COURSE-LEVEL EDUCATIONAL GOALS:

  • Identify and understand important processes and periods in the history of Indigenous and non-Indigenous peoples during the last 1,000 years within the context of what is now colonially-known as Canada, including the fur trade, missionization, treaty making, government policies of the last 200 years, European settlement, and Indigenous peoples' dispossession of their lands and cultures. 
  • Critically understand the concept of historiography and how historians present and analyze information about events and processes of the past, in particular as it is relevant for understanding the writing of Indigenous peoples' history. 
  • Assess how historical writing, while presented as objective and scientific, has also been driven by political motivations and culturally and socially based assumptions on the part of the historian and the sociopolitical views they represent. 
  • Understand how Indigenous peoples have been portrayed in European historical writing during the last few centuries and how these portrayals, in turn, reflect social, economic, and political processes in European society. 
  • Have an understanding of the importance of oral history research in describing and analyzing histories of Indigenous peoples.
  • Appreciate the culture-specific ways in which Indigenous elders talk(ed) about their pasts and tell their histories and their stories.
  • Understand and critically assess current concerns of Indigenous peoples about having their own representations of their pasts validated by the Canadian political and legal system. 
  • Proceed to further self-directed readings and/or advanced topics and courses about Indigenous history from an informed and critical basis.

Grading

  • Written Responses (3x15%) 45%
  • Research Paper Proposal 15%
  • Research Paper 30%
  • Participation 10%

Materials

REQUIRED READING:

Campbell, Maria. Halfbreed. McClelland & Stewart, 2019 (updated edition) *is available online through the SFU Library*

Smith, Linda Tuhiwai. Decolonizing Methodologies: Research and Indigenous Peoples. Zed Books, *various editions available online via SFU Library*

Hill, Gord. The 500 Years of Resistance Comic Book: Revised and Expanded. Arsenal Pulp Press, 2021. *first edition is available online through the SFU Library*

REQUIRED READING NOTES:

Your personalized Course Material list, including digital and physical textbooks, are available through the SFU Bookstore website by simply entering your Computing ID at: shop.sfu.ca/course-materials/my-personalized-course-materials.

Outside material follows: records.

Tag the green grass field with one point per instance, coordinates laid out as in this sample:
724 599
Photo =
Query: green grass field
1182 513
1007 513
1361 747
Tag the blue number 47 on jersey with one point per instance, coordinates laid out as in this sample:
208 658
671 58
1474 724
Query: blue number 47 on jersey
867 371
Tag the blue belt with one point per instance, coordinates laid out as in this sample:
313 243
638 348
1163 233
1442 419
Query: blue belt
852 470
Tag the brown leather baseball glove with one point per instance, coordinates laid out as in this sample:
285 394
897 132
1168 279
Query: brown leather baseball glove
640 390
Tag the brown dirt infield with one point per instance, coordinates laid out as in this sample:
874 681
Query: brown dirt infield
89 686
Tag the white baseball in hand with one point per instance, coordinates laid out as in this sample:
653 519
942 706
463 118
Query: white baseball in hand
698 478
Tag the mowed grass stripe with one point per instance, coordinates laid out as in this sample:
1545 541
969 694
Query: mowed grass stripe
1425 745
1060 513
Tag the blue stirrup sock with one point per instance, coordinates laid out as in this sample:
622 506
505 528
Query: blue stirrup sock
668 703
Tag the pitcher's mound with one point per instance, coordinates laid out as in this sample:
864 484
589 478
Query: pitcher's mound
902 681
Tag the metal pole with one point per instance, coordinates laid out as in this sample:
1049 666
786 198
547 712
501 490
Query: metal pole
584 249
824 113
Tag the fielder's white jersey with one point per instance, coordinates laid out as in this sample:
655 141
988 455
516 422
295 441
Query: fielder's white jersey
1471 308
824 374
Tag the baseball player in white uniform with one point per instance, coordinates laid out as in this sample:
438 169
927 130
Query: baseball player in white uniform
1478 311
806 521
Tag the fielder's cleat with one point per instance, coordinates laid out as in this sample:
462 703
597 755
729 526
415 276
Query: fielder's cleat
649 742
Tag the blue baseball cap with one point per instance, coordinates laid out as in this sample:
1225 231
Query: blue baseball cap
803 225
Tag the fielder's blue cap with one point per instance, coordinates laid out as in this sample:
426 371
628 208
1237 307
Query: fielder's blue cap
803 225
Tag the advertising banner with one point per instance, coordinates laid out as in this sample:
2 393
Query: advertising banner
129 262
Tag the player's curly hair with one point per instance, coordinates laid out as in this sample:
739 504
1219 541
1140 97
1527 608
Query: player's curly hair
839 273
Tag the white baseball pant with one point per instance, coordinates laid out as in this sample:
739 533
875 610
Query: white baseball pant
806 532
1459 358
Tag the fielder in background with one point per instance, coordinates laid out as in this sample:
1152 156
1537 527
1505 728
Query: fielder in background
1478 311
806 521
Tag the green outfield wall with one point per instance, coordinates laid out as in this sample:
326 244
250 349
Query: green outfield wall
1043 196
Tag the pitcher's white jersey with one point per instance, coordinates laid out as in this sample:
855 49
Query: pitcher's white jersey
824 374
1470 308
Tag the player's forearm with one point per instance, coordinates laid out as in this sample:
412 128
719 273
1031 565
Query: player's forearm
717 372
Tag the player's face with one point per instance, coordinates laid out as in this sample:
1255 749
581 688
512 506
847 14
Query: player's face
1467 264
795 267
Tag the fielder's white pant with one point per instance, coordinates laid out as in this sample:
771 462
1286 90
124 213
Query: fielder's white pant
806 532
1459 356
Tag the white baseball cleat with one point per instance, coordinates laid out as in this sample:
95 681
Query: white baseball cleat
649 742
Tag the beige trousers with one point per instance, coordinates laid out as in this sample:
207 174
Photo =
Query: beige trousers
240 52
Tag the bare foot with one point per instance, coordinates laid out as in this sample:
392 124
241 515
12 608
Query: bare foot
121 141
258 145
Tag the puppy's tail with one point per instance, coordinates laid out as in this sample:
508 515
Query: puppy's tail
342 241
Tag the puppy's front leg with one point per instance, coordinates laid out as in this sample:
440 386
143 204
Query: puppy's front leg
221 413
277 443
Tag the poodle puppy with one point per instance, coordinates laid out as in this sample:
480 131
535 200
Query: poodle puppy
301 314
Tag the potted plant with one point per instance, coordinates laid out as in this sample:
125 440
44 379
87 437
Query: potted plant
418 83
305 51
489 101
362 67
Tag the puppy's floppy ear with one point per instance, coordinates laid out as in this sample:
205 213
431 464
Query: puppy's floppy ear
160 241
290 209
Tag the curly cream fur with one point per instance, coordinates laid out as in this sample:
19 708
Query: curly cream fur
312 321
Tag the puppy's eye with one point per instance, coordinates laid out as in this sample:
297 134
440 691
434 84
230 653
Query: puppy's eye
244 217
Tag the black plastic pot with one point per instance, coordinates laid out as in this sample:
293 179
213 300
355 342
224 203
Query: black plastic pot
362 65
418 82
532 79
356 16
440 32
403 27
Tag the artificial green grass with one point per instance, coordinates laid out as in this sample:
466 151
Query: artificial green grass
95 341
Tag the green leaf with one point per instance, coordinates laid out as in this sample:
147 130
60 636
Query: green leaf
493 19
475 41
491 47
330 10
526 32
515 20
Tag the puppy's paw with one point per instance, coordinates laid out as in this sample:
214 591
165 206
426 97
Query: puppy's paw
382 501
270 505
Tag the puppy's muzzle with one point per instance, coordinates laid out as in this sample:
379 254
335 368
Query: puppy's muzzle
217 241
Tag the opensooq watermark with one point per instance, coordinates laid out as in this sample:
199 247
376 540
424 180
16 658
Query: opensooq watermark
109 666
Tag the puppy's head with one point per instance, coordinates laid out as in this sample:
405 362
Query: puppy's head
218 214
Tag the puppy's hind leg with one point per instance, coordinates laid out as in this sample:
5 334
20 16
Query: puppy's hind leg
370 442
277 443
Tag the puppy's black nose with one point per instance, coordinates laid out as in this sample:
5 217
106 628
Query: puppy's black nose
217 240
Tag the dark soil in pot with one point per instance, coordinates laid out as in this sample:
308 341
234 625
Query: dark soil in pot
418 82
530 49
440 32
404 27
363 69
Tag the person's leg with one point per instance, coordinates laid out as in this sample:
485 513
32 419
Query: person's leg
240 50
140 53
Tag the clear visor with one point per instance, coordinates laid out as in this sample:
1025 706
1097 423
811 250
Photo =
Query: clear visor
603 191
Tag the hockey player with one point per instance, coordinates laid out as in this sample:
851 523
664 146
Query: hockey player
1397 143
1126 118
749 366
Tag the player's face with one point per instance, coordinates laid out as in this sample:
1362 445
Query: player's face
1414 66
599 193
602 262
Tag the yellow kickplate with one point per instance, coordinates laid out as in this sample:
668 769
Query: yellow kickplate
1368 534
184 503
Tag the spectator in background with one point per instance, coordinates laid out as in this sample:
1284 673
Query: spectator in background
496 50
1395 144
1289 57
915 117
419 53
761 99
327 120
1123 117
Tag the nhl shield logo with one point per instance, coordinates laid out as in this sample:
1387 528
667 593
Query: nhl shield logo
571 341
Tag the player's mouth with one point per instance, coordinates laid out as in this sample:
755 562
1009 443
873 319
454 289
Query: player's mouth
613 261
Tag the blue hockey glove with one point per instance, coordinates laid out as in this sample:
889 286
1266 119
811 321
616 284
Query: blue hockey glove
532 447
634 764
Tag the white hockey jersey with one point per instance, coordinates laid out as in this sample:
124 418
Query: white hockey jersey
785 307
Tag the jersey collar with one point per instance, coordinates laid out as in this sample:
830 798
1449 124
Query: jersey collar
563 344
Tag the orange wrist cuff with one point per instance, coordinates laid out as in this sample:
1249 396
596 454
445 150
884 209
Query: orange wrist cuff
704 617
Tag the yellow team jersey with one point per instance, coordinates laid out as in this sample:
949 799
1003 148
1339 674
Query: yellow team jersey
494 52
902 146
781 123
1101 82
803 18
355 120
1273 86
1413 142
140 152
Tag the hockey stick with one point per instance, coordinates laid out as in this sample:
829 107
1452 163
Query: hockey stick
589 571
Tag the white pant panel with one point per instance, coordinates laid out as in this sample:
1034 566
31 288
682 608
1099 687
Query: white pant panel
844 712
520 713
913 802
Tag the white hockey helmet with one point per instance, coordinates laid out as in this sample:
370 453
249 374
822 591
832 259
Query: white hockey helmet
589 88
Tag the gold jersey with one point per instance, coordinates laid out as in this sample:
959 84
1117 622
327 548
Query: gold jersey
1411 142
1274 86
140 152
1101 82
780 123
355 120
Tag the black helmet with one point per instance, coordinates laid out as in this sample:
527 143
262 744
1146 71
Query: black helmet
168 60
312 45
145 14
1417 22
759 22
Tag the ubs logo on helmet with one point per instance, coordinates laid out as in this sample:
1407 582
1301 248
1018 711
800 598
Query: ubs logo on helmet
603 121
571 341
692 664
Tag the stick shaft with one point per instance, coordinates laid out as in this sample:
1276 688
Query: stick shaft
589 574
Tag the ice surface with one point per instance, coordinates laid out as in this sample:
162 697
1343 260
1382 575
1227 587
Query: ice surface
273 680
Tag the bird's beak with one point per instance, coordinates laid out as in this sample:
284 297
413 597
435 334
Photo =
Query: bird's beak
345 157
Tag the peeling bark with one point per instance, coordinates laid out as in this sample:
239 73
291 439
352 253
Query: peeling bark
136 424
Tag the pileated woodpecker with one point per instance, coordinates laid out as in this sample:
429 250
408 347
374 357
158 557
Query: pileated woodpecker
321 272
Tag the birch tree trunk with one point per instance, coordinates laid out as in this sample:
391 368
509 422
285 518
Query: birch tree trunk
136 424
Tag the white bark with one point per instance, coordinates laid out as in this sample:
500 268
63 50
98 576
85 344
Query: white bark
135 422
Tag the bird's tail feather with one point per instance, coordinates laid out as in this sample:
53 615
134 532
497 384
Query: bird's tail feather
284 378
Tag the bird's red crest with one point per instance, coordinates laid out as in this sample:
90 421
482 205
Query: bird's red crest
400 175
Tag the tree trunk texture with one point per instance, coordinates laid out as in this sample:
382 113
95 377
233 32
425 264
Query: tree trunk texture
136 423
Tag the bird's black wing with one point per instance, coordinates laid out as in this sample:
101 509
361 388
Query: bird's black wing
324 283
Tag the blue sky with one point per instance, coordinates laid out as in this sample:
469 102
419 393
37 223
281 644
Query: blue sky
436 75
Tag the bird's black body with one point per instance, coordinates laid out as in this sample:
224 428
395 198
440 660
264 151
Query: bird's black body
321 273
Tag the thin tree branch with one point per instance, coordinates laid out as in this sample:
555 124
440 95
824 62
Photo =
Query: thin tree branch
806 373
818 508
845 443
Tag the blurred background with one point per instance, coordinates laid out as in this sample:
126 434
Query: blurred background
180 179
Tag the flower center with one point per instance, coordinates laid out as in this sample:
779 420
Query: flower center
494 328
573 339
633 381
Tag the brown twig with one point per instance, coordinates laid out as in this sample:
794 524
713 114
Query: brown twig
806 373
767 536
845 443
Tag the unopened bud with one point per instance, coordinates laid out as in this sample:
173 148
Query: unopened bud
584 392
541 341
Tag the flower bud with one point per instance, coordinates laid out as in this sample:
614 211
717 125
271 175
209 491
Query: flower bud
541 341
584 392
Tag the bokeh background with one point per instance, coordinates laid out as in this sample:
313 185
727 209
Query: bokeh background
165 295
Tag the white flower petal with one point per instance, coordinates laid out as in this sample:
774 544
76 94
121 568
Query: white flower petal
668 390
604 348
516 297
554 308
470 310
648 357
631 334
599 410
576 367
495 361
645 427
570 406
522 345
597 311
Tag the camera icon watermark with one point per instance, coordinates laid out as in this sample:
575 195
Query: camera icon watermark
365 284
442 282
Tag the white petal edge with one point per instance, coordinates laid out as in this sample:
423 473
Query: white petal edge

Department Undergraduate Notes:

NOTE re AI
Please note that submissions that employ generative AI tools in this course (for idea generation or other purposes) are not accepted by the Department. Your grade in this course is meant to reflect your personal engagement with course materials. If you are ever unsure about your instructor's stance on generative AI, please be sure to ask before submitting work using these tools: "If you are unsure, you must not assume that using generative AI is permitted." - SFU Academic Integrity
Those who employ these tools in their course submissions may face disciplinary action in accordance with SFU's academic integrity policies. https://www.sfu.ca/students/enrolment-services/academic-integrity/using-generative-ai.html

COPYRIGHT
Materials included in this course, unless otherwise stated, have been created by the Instructor, and reproducing or using this material outside of this course is not permitted unless written consent has been provided by the owner of this material. The course-based Canvas page and its related resources are maintained and developed by the Instructor for the use of the students registered to take this course. Course materials such as PowerPoint slides, lecture notes, the lecture itself and exams are all protected by copyright. Recording, copying or sharing these materials without permission may be a violation of Canadian copyright law and SFU policies. What does this mean? It means that you are legally not permitted to circulate the course materials to any other entity without explicit permission from the course author.

Registrar Notes:

ACADEMIC INTEGRITY: YOUR WORK, YOUR SUCCESS

At SFU, you are expected to act honestly and responsibly in all your academic work. Cheating, plagiarism, or any other form of academic dishonesty harms your own learning, undermines the efforts of your classmates who pursue their studies honestly, and goes against the core values of the university.

To learn more about the academic disciplinary process and relevant academic supports, visit: 


RELIGIOUS ACCOMMODATION

Students with a faith background who may need accommodations during the term are encouraged to assess their needs as soon as possible and review the Multifaith religious accommodations website. The page outlines ways they begin working toward an accommodation and ensure solutions can be reached in a timely fashion.